Pump up the bandwidth, pirate the Internet

When an invading army or the leaders of a coup want to assert their control over a country, the first stop is usually the local TV station. Take control of the airwaves and the rest will follow. It’s a tried and true tactic that is now changing.

Thanks to the internet, the power of controlling the traditional media is waning fast and oppressors are taking note of where the real threat lies. When the Mubarak regime in Egypt realized that the population they controlled was using the web to mobilize against them, their first move, days before their dumbass blocking of Al-Jazeera, was to cut off the internet.

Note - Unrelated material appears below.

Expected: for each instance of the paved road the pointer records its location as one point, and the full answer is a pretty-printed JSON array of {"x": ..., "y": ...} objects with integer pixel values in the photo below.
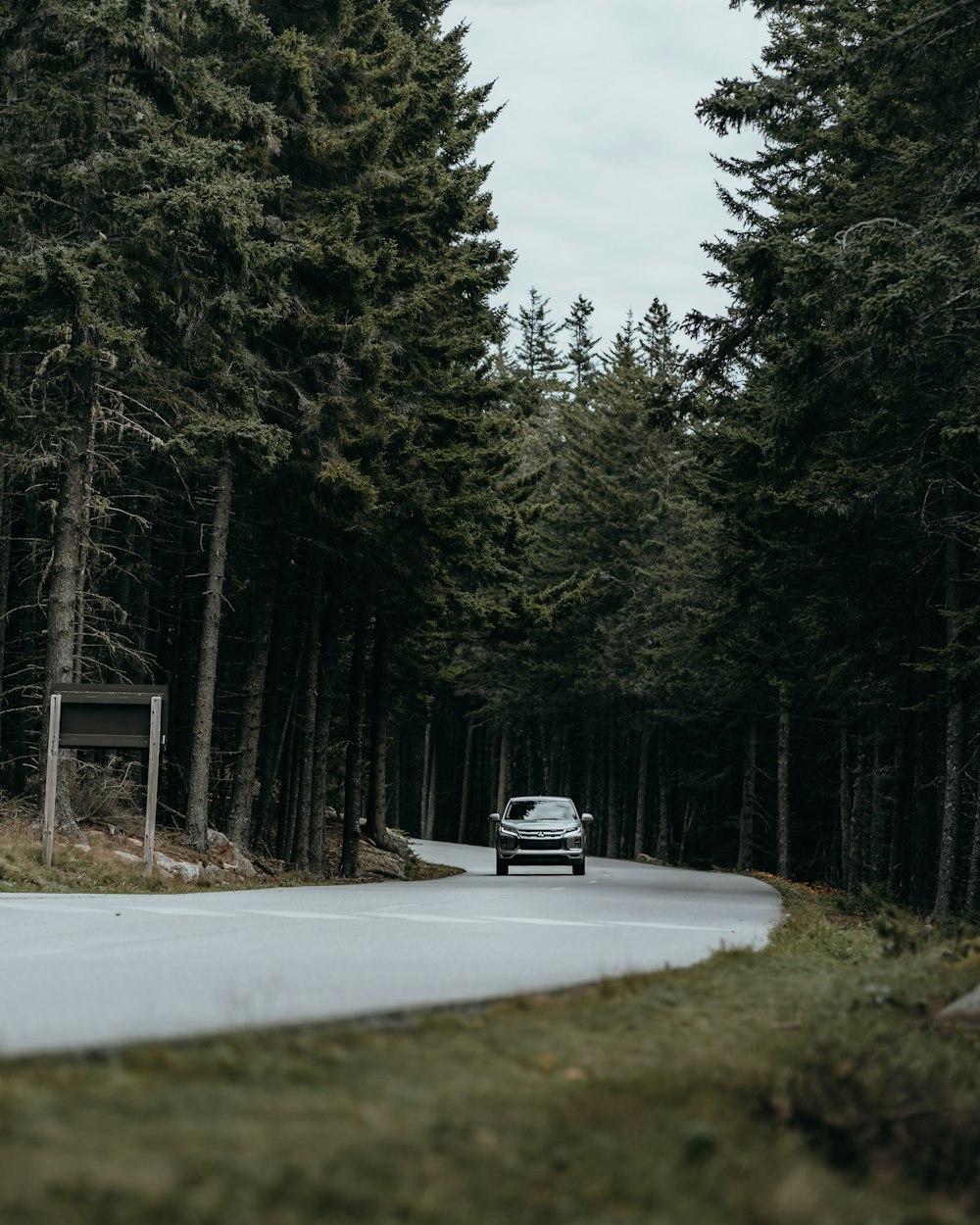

While the protest movement in Egypt has blossomed into a full-blown revolution, net or no net (gotta love those guys), there is a very important issues that goes beyond this conflict. No government, corporation or any individual should be able to shut down the internet. The internet started as a person-to-person medium, a media of, for and by the people and it should always remain that way.

You know what else started that way? Radio. When it got big, it got commodified, it got taken over and it got regulated. This lead, eventually, to pirate radio. People taking over the airwaves and getting their message and music out however they could.

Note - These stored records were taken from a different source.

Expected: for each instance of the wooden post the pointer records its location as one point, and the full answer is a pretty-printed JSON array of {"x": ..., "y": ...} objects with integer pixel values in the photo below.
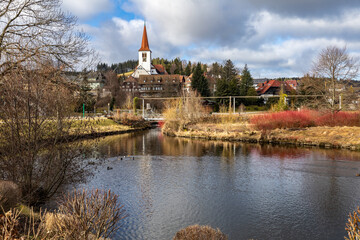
[
  {"x": 234, "y": 105},
  {"x": 230, "y": 104},
  {"x": 340, "y": 102},
  {"x": 144, "y": 108}
]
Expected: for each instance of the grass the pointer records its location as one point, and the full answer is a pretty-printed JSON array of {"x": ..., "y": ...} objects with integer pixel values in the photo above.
[
  {"x": 305, "y": 118},
  {"x": 95, "y": 125}
]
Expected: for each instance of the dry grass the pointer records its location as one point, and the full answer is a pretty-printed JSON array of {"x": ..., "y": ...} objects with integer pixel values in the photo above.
[
  {"x": 86, "y": 214},
  {"x": 129, "y": 119},
  {"x": 196, "y": 232},
  {"x": 81, "y": 215},
  {"x": 186, "y": 110},
  {"x": 353, "y": 226},
  {"x": 96, "y": 125}
]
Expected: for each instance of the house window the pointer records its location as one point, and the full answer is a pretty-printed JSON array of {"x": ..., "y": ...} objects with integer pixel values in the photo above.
[{"x": 144, "y": 57}]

Remember Pump Up The Volume? You know, that early 90s movie with Christian Slater as a high school student who took on the FCC. I always found it inspirational, but lately it has seems kind of quaint. What’s the point of pirating a signal when you can pretty much put out anything you want for free?

With the internet, you control your own media, you don’t need funding, you don’t need permission. That is until your own personal Mubarak comes along and shuts you down. If this trend continues, with dictators far away and corporations closer to home, using their power to silence whomever they please, then the time has come to seriously start thinking about pirating the internet. We all hope this will never happen as the things at stake go much further then funny Youtube clips and online sudoku. The things at stake are our freedoms of speech and our principals of democracy.

Last week when Egypt pressed the off switch, they did so by ordering the ISPs under their control to cut everyone off. They didn’t touch the infrastructure. The fiber optic cables that run through the country are still in fine working condition (neighbouring countries that use those cables have full web access).

If people found a way to tap into those cables and get the net up and running again, foregoing the ISPs, then they would have found a way to pirate the web. That’s something we all may have to think about real soon.

When a medium of the masses falls under the control of the few, it may be time to Pump Up The Bandwidth.